The background to the case is described in the communication in case no. 68353/17 Kraynyak v. Ukraine (communicated on 5 January 2018). [1]

The applicants were arrested on 31 August 2015 and remanded in custody on suspicion of involvement in a lethal terrorist bombing attack near the Parliament in Kyiv. Their detention was extended on several occasions.

The first applicant was released and placed under a 24 hours house arrest on 22 May 2020, which expired on 22 July 2020. According to the most recently available information the second applicant remains in detention and both applicants are on trial on the above-mentioned charges.

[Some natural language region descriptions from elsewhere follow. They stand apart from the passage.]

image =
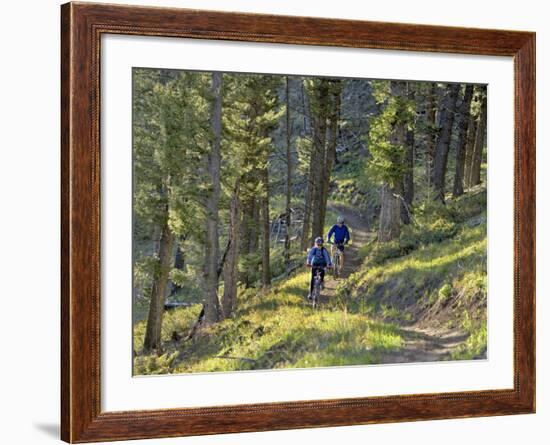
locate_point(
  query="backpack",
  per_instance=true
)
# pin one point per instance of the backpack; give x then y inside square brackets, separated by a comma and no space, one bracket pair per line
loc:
[318,257]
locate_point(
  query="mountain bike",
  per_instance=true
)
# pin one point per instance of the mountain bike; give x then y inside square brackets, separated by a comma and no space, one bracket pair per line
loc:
[337,260]
[316,294]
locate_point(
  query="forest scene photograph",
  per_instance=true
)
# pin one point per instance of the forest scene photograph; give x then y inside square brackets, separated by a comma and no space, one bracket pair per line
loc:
[286,221]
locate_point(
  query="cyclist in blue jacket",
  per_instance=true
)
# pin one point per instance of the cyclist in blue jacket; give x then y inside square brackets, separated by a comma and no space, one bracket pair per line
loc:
[318,259]
[341,236]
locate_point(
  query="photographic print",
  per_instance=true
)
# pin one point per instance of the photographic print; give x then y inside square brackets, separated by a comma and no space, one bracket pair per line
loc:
[286,221]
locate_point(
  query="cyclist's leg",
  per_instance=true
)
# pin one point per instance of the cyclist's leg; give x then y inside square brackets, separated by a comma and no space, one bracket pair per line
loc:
[313,268]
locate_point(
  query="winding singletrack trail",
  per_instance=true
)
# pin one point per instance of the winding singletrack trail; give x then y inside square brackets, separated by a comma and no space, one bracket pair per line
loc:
[420,344]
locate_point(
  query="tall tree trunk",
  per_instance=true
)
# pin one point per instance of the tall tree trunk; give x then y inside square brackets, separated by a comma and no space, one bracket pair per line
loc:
[431,132]
[265,222]
[463,122]
[390,214]
[212,248]
[306,224]
[475,170]
[335,89]
[390,210]
[230,275]
[473,122]
[153,330]
[288,176]
[408,177]
[179,264]
[319,119]
[444,141]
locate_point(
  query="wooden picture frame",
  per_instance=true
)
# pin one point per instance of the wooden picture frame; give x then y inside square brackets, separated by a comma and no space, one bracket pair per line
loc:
[82,25]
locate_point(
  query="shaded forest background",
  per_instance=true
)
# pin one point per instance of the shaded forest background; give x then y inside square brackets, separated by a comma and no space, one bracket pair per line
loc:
[236,174]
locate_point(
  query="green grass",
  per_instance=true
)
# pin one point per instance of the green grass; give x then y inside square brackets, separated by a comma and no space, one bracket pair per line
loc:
[274,330]
[444,273]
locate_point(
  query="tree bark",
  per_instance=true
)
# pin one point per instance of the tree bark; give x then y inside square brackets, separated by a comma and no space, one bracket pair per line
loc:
[288,176]
[265,222]
[230,275]
[319,119]
[330,150]
[153,329]
[212,248]
[431,136]
[390,213]
[408,177]
[463,122]
[179,264]
[475,170]
[443,142]
[390,210]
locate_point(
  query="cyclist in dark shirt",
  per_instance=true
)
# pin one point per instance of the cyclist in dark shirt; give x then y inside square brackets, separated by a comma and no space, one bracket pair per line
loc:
[318,259]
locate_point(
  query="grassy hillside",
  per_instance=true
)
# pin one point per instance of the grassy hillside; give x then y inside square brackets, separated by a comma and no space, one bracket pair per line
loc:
[434,277]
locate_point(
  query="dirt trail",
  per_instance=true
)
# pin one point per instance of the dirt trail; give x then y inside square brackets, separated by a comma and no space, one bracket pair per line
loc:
[420,345]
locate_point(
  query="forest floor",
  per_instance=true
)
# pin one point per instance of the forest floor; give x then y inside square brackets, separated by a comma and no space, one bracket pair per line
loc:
[419,344]
[425,305]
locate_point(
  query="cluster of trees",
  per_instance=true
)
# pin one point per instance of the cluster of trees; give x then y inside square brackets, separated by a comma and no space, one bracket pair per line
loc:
[201,184]
[213,151]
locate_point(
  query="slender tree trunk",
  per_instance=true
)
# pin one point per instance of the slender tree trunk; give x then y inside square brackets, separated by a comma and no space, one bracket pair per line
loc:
[408,177]
[288,176]
[306,225]
[264,212]
[463,122]
[230,275]
[473,122]
[319,119]
[212,248]
[390,211]
[179,264]
[153,330]
[431,136]
[475,170]
[443,142]
[330,151]
[390,214]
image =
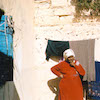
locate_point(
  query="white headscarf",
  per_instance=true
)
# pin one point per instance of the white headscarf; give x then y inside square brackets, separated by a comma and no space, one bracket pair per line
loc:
[67,53]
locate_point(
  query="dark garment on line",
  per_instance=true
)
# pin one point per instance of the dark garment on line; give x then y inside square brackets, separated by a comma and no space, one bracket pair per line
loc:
[56,48]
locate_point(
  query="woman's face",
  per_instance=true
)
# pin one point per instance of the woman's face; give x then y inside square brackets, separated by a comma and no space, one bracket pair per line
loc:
[70,59]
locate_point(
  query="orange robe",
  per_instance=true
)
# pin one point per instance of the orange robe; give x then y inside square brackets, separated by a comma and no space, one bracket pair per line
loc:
[70,86]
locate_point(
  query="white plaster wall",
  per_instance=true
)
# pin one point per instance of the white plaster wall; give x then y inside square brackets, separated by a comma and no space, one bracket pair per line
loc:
[36,22]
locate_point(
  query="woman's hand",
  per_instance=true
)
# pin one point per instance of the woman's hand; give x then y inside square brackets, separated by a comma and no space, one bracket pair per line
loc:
[72,64]
[61,76]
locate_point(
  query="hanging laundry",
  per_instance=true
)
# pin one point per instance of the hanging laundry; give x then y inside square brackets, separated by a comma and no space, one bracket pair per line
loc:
[56,48]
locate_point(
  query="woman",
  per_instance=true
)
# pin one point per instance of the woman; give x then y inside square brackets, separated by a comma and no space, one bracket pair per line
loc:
[70,86]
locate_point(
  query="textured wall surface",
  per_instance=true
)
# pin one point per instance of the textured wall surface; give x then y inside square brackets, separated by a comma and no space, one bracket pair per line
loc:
[34,23]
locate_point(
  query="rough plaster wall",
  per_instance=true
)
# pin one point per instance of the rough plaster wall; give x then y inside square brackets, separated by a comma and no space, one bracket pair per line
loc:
[55,20]
[22,13]
[51,19]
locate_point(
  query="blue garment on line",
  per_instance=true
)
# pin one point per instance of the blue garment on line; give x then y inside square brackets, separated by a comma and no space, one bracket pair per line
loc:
[97,69]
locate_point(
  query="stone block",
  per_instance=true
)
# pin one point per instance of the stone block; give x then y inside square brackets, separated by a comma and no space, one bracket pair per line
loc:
[64,11]
[43,12]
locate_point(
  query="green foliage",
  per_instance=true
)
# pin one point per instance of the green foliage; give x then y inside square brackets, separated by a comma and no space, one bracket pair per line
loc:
[86,5]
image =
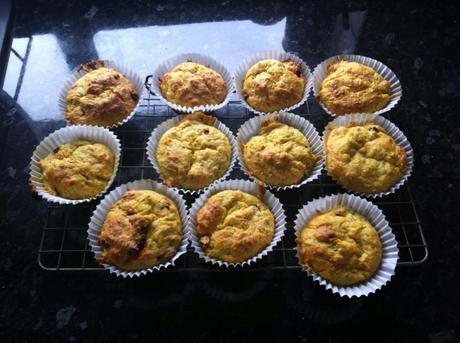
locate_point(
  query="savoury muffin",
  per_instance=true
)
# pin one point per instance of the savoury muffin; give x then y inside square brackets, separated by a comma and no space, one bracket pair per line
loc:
[102,97]
[78,169]
[234,226]
[351,87]
[341,246]
[141,230]
[194,153]
[279,155]
[192,84]
[364,158]
[271,85]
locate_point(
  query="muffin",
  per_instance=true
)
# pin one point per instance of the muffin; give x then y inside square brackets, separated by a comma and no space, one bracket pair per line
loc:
[234,226]
[102,97]
[341,246]
[141,230]
[194,153]
[279,155]
[192,84]
[364,158]
[272,85]
[351,87]
[78,169]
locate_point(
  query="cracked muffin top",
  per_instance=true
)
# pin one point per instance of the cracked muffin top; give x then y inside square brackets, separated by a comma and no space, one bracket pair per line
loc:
[279,154]
[364,158]
[272,85]
[341,246]
[194,153]
[351,87]
[141,230]
[234,226]
[192,84]
[78,169]
[103,97]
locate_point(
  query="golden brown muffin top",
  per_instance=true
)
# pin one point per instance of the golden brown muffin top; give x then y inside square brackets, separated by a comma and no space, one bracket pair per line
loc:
[351,87]
[364,158]
[194,153]
[341,246]
[272,85]
[279,154]
[101,97]
[234,226]
[141,230]
[192,84]
[78,169]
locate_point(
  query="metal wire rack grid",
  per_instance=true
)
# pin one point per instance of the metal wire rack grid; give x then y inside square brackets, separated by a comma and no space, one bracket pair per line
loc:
[64,244]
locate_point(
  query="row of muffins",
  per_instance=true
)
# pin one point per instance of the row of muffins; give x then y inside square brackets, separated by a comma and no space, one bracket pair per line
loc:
[100,94]
[282,150]
[143,226]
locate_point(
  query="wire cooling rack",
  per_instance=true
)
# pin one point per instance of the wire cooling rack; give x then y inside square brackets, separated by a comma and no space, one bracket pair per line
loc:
[64,244]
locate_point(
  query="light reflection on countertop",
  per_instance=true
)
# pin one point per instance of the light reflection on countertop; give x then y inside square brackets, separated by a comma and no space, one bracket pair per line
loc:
[229,42]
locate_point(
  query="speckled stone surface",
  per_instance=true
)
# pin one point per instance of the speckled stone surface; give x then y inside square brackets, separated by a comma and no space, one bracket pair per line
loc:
[419,42]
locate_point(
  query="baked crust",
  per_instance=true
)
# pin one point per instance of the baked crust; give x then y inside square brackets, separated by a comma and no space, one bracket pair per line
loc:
[234,226]
[192,84]
[101,97]
[194,153]
[78,169]
[351,87]
[272,85]
[341,246]
[364,158]
[279,155]
[141,230]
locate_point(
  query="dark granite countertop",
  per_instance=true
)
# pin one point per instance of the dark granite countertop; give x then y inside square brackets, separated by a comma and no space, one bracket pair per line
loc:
[418,41]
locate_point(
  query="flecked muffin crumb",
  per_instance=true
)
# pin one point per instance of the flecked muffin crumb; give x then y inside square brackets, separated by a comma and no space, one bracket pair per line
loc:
[78,169]
[364,158]
[102,97]
[351,87]
[341,246]
[279,154]
[141,230]
[192,84]
[194,153]
[234,226]
[272,85]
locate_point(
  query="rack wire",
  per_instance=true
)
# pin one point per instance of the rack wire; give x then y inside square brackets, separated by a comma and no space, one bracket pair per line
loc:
[64,243]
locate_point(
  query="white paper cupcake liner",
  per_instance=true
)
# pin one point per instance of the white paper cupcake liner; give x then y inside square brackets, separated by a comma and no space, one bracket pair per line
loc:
[242,69]
[245,186]
[375,216]
[171,63]
[100,213]
[159,131]
[252,126]
[65,135]
[391,129]
[121,68]
[320,73]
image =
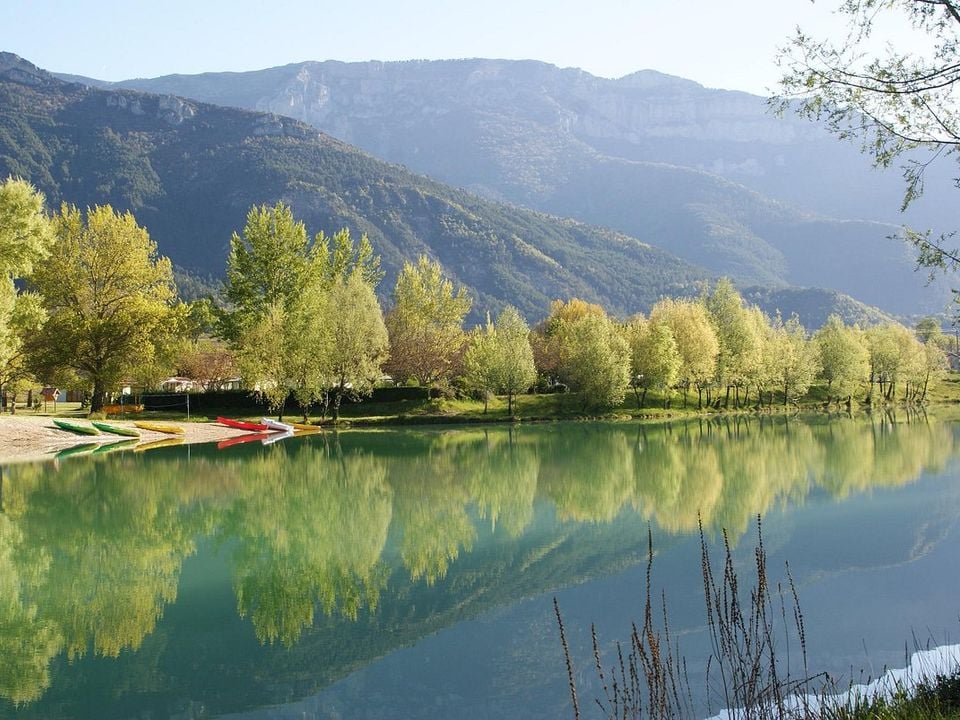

The applicants submitted that their appeals against the trial court’s orders extending their detention were examined by the Kyiv Court of Appeal with delay, notably that:

- the appeal against the order of 25 July 2019 was examined on 14 November 2019;

- the appeal against the order of 6 September 2019 was examined on 4 February 2020;

- the appeal against the order of 24 October 2019 was examined on 17 February 2020.

QUESTIONS TO THE PARTIES

1. Has there been a breach of Article 5 § 3 of the Convention in the applicants’ cases? In particular:

(i) did the courts provide relevant and sufficient reasons for the applicants’ detention and do the national authorities display “special diligence” in the conduct of the proceedings (see Kharchenko v. Ukraine , no. 40107/02, §§ 79-81 and 99, 10 February 2011, and Buzadji v. the Republic of Moldova [GC], no. 23755/07, § 87, 5 July 2016)?

(ii) was the domestic courts’ reliance on Article 176 § 5 of the Code of Criminal Procedure in the applicants’ cases compatible with the requirements of Article 5 § 3 of the Convention (see Grubnyk v. Ukraine , no. 58444/15, §§ 110-30, 17 September 2020, and compare, for example, Avraimov v. Ukraine , no. 71818/17, §§ 57-72, 25 March 2021 [Committee], and Aleksandrovskaya v. Ukraine , no. 38718/16, §§ 105-13, 25 March 2021 [Committee])?

As far as the first applicant is concerned, the Government are invited to comment, to the extent possible, only on additional developments which occurred after they had submitted their observations in case no. 68353/17 Kraynyak v. Ukraine , and to limit the scope of their observations, to the extent possible, to matters not covered in the Government’s observations on the admissibility and merits in that case.

2. Did the proceedings concerning the extension of the applicants’ detention and examination of appeals against the relevant detention extension orders comply with the requirements of Article 5 § 4 of the Convention, in particular with that of speediness?

3. Do the applicants have an effective and enforceable right to compensation for their detention in alleged contravention of Article 5 § 3, as required by Article 5 § 5 of the Convention (see Korban v. Ukraine , no. 26744/16, § 201, 4 July 2019, with further references)?